Frank was a longshoreman and a product of the burly, radical rank and file union movement on the Vancouver waterfront. He learned his politics from the International Longshore and Warehouse Union (ILWU) — the union of Harry Bridges in which every labour fight was part of a larger political struggle, and in which political goals like peace and social justice was also daily business for the union. In the 1960s Frank became the ILWU’s Canadian Area secretary treasurer and was a key player in the union’s struggles for three decades.
It was his role at the Vancouver and District Labour Council where Frank left his most enduring legacy. In 1968 he was chairperson of the VDLC’s Metropolitan Advisory Committee that coordinated the labour movement’s civic politics. Frank convened and chaired the conference that created the Committee of Progressive Electors (COPE) which went on to shape progressive politics in Vancouver for 40 years. At various times, Frank was President of COPE, a candidate and a negotiator with the Civic NDP and others over the “labour slate” that elected majorities to Vancouver City Council, School Board and Park Board.
At the beginning of the 80s, Frank was President of the Labour Council. It was a new era, marked by Reaganism, the threat of nuclear war and the expansion of the arms race. In 1981 the VDLC worked with peace movement organizations to found the End the Arms Race Coalition (EAR) and Frank became its President, a position he held for many years. EAR organized Vancouver’s annual peace marches that continued for over a decade — bringing 100,000 and more into the streets several times.
In 1983, the Vancouver Labour Council, under Kennedy’s leadership, was a key source of activism in B.C.. Meetings were scenes of passionate debate, usually resulting in a decision to organize solidarity or take action. The VDLC’s Unemployment Action Centre was a focal point of mobilization and organizing.
By the time the Social Credit government was ready to bring down its infamous budget in July 1983, the VDLC’s Unemployment Committee, chaired by Fishermen’s Union leader George Hewison, had already called a meeting for the day after to respond. Fifty organizations showed up and called the first demonstration in the movement that would become Operation Solidarity and the Solidarity Coalition.
Operation Solidarity and its coalition partners made labour history in B.C. until IWA President Jack Munro and Premier Bill Bennett struck the famous “Kelowna Accord” to bring an end to the movement. In 1984, in the aftermath of Kelowna, the labour movement needed accountability, and Frank Kennedy ran against Art Kube for President of the B.C. Federation of Labour. Frank led on the first ballot, but lost on the second ballot with 617 votes to Art Kube’s 780 votes.

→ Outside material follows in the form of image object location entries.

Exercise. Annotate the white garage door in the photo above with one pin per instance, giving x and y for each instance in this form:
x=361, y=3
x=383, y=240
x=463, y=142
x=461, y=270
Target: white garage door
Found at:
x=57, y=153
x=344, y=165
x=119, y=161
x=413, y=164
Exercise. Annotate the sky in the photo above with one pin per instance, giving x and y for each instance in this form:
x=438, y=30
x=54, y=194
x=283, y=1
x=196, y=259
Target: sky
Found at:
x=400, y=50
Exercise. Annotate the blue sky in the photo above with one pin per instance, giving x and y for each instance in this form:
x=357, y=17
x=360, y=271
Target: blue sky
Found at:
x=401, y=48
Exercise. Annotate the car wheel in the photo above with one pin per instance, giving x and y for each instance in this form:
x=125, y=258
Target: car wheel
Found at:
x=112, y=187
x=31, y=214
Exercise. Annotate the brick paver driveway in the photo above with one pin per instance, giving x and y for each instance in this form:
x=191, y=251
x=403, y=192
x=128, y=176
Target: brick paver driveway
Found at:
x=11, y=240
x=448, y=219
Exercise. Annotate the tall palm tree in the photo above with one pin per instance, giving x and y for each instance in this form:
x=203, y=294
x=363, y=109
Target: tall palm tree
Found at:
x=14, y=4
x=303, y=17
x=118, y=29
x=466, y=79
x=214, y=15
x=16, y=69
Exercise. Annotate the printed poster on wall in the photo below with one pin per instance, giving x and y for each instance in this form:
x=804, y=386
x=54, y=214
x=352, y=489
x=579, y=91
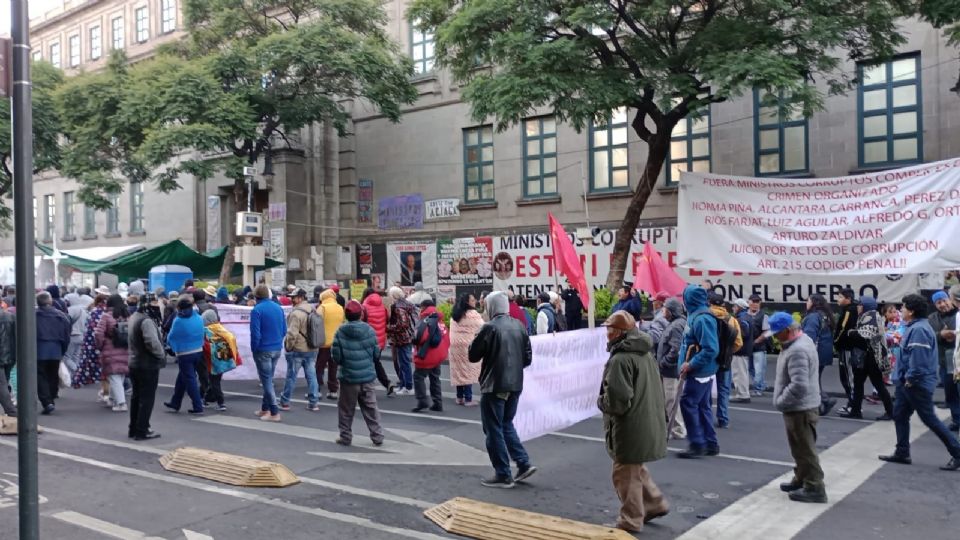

These were events and times that shaped a generation of labour and political activism in British Columbia. They are unthinkable without towering individuals like Frank Kennedy in the trade union movement.
It was in 1995 that Frank, still President of End the Arms Race, and his wife Lou offered up their cherished 35 foot wooden cruiser, The Dove, to lead a peace expedition to meet military commanders at the Canadian naval base at Nanoose Bay, north of Nanaimo. Aboard The Dove was a group of local First Nations leaders, and following behind there was a small group of boats from the “Whiskey Gulf Yacht Club” — fishers and boaters opposed to a large prohibited zone in Georgia Straight known as Whiskey Gulf where weapons testing was carried out.
As they approached, a large zodiac with a steel bow came out of the base towards them, and didn’t slow down. It rammed The Dove, puncturing a sizable hole in the hull just above the water line. Lou captured the whole episode on video. Some wanted Frank to use the incident for publicity and legal actions, but he wasn’t much interested in that. What counted for Frank was what they did for peace that day, and getting The Dove repaired.
We have a new generation of labour leaders emerging today who face very different times and challenges, and who must found, build and lead movements in a new way. We will do well if some of them are made of the same stuff as Frank Kennedy.